Evasione fiscale: proposta una tassa sui bancomat
L’evasione fiscale resta uno dei problemi primari della nostra società. Non a caso, secondo le stime fatte, si arriva a un valore di 100 miliardi di euro. E non per forza si tratta di grandi evasori, ma ora il Ministero dell’Economia e delle finanze in Italia vuole arrivare a fondo.
Chiaramente per ridurre la perdita, senza però andare ad aumentare l’Iva, si è giunti a una nuova ipotesi che chiama in causa il denaro contante e i bancomat.

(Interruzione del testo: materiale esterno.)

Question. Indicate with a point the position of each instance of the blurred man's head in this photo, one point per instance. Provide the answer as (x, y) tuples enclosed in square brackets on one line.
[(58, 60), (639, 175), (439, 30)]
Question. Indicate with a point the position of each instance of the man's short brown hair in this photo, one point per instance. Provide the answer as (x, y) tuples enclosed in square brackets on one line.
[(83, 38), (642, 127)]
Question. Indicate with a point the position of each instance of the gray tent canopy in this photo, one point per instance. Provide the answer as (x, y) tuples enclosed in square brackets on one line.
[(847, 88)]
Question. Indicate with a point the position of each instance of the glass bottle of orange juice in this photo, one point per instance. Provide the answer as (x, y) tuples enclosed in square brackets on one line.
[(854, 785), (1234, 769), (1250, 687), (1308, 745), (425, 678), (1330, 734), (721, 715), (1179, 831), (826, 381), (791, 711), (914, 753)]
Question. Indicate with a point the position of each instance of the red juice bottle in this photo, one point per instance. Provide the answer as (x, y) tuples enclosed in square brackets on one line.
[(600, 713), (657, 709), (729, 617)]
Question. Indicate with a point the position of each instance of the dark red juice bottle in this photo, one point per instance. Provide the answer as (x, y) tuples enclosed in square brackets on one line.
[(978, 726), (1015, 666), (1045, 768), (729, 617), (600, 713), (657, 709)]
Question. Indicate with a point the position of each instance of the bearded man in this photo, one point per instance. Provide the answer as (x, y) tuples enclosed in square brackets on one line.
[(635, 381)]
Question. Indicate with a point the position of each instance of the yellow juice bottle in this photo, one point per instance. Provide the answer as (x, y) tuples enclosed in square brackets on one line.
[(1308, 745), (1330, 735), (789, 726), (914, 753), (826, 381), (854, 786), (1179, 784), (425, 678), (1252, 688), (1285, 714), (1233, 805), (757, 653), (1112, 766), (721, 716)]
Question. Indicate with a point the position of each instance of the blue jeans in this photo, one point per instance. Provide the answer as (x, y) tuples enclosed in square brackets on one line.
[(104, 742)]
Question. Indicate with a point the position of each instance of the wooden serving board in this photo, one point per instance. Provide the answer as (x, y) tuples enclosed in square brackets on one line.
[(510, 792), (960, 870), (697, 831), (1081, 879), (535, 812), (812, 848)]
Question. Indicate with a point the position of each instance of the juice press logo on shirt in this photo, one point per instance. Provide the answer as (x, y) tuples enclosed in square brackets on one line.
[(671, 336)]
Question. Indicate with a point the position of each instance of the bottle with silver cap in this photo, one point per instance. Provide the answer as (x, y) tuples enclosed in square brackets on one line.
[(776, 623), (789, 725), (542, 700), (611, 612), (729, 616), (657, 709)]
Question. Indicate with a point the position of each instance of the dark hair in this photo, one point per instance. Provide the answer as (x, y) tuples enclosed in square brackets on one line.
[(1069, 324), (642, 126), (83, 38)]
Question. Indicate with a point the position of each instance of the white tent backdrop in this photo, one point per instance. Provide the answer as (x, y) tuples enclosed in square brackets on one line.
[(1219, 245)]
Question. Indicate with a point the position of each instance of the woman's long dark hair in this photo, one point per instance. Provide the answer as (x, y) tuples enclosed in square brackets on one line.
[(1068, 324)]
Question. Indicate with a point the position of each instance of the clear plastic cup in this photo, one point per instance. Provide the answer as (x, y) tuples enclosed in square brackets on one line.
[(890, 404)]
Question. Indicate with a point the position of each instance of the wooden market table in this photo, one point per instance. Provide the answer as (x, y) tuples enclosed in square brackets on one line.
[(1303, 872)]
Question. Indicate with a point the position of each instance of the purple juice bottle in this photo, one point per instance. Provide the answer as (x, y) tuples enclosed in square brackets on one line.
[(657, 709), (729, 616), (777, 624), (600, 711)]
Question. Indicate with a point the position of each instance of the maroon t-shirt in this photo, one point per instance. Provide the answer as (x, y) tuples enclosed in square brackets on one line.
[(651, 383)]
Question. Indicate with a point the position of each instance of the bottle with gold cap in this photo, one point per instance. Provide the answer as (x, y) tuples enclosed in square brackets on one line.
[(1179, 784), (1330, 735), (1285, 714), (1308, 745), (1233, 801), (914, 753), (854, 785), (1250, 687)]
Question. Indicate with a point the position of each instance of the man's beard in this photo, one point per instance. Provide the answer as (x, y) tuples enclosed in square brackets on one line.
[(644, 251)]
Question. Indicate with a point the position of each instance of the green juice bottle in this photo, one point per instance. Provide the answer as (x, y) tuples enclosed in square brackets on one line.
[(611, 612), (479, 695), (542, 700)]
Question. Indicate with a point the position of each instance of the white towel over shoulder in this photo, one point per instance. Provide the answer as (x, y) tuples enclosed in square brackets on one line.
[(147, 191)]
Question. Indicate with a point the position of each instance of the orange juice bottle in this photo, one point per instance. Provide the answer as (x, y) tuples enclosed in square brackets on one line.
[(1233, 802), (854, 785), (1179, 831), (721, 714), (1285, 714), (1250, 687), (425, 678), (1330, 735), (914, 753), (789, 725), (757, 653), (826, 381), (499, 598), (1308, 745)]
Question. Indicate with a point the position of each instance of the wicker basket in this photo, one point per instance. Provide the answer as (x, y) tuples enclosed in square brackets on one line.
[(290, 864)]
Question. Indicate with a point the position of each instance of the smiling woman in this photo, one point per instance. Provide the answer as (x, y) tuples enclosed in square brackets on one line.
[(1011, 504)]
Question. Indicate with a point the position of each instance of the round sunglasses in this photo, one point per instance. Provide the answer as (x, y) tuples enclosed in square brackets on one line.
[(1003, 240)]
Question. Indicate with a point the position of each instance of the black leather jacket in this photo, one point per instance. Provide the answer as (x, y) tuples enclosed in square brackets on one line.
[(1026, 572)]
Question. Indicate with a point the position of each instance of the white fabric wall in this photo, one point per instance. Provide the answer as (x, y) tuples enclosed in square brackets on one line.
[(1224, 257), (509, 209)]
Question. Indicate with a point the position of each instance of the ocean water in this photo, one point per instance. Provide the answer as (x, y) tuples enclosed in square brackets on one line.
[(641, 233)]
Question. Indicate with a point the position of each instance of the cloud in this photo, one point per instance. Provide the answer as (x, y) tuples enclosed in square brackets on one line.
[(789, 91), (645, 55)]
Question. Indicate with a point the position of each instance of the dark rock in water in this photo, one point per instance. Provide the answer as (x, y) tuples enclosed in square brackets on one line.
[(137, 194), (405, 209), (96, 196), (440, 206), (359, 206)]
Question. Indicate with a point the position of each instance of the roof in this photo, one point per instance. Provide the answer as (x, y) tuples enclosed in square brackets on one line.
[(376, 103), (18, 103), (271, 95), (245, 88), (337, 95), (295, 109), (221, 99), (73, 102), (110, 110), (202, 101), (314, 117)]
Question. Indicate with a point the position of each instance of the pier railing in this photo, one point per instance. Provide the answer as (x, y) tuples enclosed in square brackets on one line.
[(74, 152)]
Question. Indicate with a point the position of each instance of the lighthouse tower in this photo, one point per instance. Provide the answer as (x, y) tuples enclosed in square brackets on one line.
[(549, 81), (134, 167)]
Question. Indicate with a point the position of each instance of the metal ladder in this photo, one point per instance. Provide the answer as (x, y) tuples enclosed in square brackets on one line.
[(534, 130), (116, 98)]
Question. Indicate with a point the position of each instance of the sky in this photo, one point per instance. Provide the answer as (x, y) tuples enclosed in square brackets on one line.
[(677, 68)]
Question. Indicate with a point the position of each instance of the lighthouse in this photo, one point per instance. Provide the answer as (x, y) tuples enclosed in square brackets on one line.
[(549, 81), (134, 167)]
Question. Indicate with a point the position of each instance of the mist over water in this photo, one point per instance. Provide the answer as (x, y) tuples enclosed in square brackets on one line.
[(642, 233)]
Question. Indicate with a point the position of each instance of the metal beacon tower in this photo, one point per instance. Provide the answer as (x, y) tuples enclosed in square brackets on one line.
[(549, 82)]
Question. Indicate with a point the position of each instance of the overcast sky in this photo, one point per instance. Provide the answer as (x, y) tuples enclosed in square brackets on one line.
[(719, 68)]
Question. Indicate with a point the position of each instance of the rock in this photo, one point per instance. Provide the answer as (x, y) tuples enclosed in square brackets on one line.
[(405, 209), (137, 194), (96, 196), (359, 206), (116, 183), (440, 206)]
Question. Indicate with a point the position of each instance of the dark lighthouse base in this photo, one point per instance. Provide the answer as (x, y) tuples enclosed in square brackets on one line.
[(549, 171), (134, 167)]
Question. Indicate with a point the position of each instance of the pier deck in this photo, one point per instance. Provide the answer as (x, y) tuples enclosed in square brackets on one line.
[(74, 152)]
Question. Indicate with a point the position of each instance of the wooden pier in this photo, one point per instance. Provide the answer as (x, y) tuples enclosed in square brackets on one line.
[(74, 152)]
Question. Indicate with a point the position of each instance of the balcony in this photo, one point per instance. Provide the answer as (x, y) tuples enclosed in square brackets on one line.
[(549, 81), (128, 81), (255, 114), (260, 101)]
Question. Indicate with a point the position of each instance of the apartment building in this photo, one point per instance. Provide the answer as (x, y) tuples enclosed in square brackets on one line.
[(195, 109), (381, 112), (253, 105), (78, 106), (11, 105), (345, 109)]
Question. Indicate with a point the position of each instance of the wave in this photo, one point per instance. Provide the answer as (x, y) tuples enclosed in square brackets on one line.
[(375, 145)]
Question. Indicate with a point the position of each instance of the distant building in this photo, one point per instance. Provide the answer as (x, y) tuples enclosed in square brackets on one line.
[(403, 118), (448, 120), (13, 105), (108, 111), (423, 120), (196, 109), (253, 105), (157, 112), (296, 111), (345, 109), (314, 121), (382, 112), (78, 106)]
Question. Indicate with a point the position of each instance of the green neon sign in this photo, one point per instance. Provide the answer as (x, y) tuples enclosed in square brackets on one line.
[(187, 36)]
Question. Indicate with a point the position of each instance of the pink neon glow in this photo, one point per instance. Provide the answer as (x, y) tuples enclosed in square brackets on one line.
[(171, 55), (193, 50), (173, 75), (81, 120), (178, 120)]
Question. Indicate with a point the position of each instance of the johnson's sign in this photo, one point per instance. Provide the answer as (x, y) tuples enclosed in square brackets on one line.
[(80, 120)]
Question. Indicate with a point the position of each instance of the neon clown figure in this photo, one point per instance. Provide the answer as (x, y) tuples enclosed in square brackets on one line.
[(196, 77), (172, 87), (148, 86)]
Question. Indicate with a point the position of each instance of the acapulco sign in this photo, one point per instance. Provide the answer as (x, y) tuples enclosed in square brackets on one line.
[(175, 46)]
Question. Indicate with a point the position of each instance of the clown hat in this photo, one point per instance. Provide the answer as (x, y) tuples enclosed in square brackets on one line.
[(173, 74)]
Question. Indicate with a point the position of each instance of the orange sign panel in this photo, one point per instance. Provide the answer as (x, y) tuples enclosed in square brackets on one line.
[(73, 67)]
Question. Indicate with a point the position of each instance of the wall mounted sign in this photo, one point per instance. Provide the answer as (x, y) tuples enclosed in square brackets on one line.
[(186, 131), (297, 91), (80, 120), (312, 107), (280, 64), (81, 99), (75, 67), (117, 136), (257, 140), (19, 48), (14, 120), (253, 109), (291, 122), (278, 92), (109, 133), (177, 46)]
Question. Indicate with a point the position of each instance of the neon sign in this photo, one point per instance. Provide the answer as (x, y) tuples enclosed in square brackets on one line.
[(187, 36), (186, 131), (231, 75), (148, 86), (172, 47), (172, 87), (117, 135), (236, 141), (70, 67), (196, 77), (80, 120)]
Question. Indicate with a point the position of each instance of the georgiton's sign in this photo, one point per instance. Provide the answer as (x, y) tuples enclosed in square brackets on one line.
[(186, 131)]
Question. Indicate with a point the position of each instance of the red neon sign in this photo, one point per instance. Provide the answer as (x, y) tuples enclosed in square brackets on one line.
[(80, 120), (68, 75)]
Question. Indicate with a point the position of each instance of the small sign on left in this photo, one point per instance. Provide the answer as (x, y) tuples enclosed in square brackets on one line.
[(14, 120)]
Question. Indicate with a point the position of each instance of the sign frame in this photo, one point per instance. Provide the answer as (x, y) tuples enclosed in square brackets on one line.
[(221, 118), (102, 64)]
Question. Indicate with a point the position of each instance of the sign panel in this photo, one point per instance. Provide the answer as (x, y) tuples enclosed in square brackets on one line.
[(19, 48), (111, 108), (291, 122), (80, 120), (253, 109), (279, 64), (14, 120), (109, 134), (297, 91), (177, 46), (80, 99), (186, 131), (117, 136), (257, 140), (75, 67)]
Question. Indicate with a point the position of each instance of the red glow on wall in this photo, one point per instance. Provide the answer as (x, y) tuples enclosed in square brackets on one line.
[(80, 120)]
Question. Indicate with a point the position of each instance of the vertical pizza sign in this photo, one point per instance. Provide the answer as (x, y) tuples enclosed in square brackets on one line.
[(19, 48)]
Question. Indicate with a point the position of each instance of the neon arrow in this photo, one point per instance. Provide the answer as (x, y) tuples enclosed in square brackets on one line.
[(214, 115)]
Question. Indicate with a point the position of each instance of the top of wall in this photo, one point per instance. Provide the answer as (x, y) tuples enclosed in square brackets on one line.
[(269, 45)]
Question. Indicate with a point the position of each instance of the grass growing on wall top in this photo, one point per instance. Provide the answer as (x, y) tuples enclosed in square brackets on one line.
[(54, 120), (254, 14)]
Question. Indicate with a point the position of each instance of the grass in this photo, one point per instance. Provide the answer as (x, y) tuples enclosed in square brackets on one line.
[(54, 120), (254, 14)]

Confindustria ha infatti deciso di proporre una tassa sui contanti in modo da lottare contro lʼevasione.
L’idea è quella di incentivare l’uso di moneta elettronica, andando a introdurre una commissione del 2% sui prelievi, e un credito di imposta del 2% sui pagamenti elettronici.
La tassa che vuole frenare l’evasione fiscale
La tassa al 2% sui prelievi, che vuole esentare quelli che arrivano fino a 1.500 euro mensili, porterebbe a un gettito extra di 3,4 miliardi l’anno. Questa è solo una delle tante attività che sono previste dalla manovra di bilancio del Governo Conte bis. Se si vuole tenere a freno l’aumento dell’Iva, bisognerà trovare 25 miliardi di euro, e per questo l’iniziativa sulla tassazione del bancomat potrebbe essere una soluzione ideale.
Non dimentichiamo poi il bisogno di garantire una serie di fondi per coprire le promesse già fatte ai cittadini, che comprendono la riduzione della pressione fiscale, investimenti nel Sud Italia ed ecobonus.
Dopo aver introdotto di recente la fatturazione elettronica, serve ora un nuovo modo per poter dare un freno importante agli evasori. Al tempo stesso si vuole lanciare un trend importante, che ha ottenuto grande fortuna all’estero.
Giù le mani dai contanti: la cultura dei pagamenti digitali
L’Italia è ancora oggi uno dei pochissimi Paesi al mondo in cui si continua a non utilizzare con piacere le carte di pagamento. Sembra quindi che vi sia maggior piacere a prelevare il denaro e usarlo in contanti, piuttosto che utilizzare le carte per terminare le transazioni. I dati dicono che la media europea arriva a 100 transazioni pro-capite annue, ma noi italiani siamo fermi a meno della metà.
Uno studio effettuato sui digital payments e firmato da Assofin, Nomisma Crif e GfK, ci ha mostrato un lieve incremento pari all’1,9% dell’uso delle parte per i pagamenti. Ma il dato risale all’anno che va dal 2016 al 2017.
Ora viene da chiedersi come reagiranno i cittadini italiani nel sapere che si vuole puntare in tutto e per tutto alla diffusione dei pagamenti digitali.